How-to-Run Study

1 Setup Study

1.1 Download Zip

To avoid using git to leverage this study, the easiest way to access the study code is via a zip file. Instructions for downloading the zip file are below:

  1. Navigate to github repo url.
  2. Select the green code button revealing a dropdown menu.
  3. Select Download Zip.
  4. Unzip the folder on your local computer that is easily accessible within R Studio.
  5. Open the unzipped folder and select ehden_hmb.Rproj.

1.2 Setup R Environment

1.2.1 Using renv

This study uses renv to reproduce the R environment to execute this study.

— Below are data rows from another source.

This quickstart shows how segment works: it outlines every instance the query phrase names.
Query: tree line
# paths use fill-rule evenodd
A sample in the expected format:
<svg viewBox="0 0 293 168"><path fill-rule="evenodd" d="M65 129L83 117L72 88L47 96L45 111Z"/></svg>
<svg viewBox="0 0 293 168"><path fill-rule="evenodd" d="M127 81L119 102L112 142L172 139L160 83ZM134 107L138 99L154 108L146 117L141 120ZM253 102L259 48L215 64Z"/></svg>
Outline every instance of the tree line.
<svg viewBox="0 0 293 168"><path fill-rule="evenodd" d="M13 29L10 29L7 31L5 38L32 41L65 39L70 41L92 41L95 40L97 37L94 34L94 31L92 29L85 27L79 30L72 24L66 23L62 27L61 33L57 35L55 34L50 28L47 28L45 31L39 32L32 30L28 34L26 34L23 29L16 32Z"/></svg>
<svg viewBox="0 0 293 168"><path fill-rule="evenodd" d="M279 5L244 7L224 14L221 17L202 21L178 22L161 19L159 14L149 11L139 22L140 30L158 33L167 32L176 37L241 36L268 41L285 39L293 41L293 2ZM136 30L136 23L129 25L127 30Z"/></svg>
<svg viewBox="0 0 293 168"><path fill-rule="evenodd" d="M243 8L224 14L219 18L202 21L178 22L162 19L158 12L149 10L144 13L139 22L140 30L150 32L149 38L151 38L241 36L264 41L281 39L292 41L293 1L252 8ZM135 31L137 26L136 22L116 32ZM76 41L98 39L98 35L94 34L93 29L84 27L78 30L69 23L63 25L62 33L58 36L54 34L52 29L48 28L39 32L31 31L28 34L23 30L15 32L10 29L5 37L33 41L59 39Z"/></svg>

The study code maintains an renv.lock file in the main branch of the repository. To activate the R dependencies through renv use the following code:

renv::restore()

1.2.2 Troubleshooting renv

Sometimes there are errors in the package installation via renv. If you encounter an error try removing the problematic package from the renv.lock file and restore again. To remove a package from the lock file find the header of the package and delete all corresponding lines. Once you are able to get the remaining packages to install, manually install the problem package using one of the strategies below:


# Installing an R package from CRAN ------------

## Installing latest version of R package on CRAN
install.packages("ggplot2")

## Installing archived version of R package on CRAN
packageurl <- "http://cran.r-project.org/src/contrib/Archive/ggplot2/ggplot2_0.9.1.tar.gz"
install.packages(packageurl, repos=NULL, type="source")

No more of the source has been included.